Picking out simple melodies from her acoustic guitar from behind an unkempt barnet, it’s not until you listen to the vignettes that follow that her light emerges from under the bushel.

Her soft, melancholic tones most closely resemble Kathryn Williams, but delivered with slightly more gusto and flecked with the odd vocal tic a la The Cranberries’ Dolores O’Riordan.

At this, her final show before heading back Down Under to record her second album, we are treated to a smattering of new material alongside a glut of her favourites from the well-received LP Some Were Meant For Sea.

Her accomplished songwriting is evident from the off. Not afraid to plough her own furrow, Hollie’s songs are inspired by anything that has tickled her imagination, from poems (Straw Into Gold, written for piano five months ago about using whatever you’ve got) to pigeons (a pretty allegory for freedom set upon a piano ditty, Pigeon Knows).

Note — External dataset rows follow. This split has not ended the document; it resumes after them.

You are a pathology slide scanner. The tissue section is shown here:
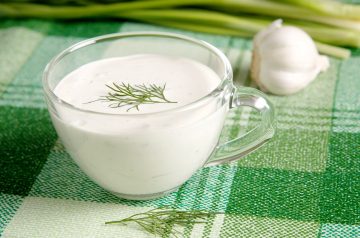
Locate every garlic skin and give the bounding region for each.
[251,20,329,95]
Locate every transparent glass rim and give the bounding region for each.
[42,31,232,117]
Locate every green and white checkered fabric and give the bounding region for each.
[0,20,360,238]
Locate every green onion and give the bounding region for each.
[0,0,360,58]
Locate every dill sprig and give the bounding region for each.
[89,82,177,111]
[105,207,214,237]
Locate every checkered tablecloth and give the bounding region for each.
[0,17,360,238]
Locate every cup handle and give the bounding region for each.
[204,87,275,167]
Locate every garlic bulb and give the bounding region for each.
[251,20,329,95]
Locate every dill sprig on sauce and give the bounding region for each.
[89,82,177,111]
[105,207,214,237]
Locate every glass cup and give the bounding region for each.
[43,32,275,200]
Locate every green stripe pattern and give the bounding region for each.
[0,20,360,238]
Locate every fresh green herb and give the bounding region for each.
[0,0,360,58]
[88,83,177,111]
[105,207,214,237]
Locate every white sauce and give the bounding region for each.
[51,55,227,196]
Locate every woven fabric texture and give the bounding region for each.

There’s even floating bishops (Priest With Balloons) and a widow as “old as the hills” with a “bullet in her bonnet and a gun in her pocket,” each tale charming and totally absorbing.

With such a storyteller’s knack, even more prosaic vignettes like a couple’s love on a ferry ride at night is disarming in its romantic simplicity.

Drawing the back-room venue into her own homespun world where the lovely and ludicrous are bonnie bedfellows, Hollie is kept on-stage by calls for encores from the small but feverish, long-converted congregation. On the strength of this set, why not join the flock?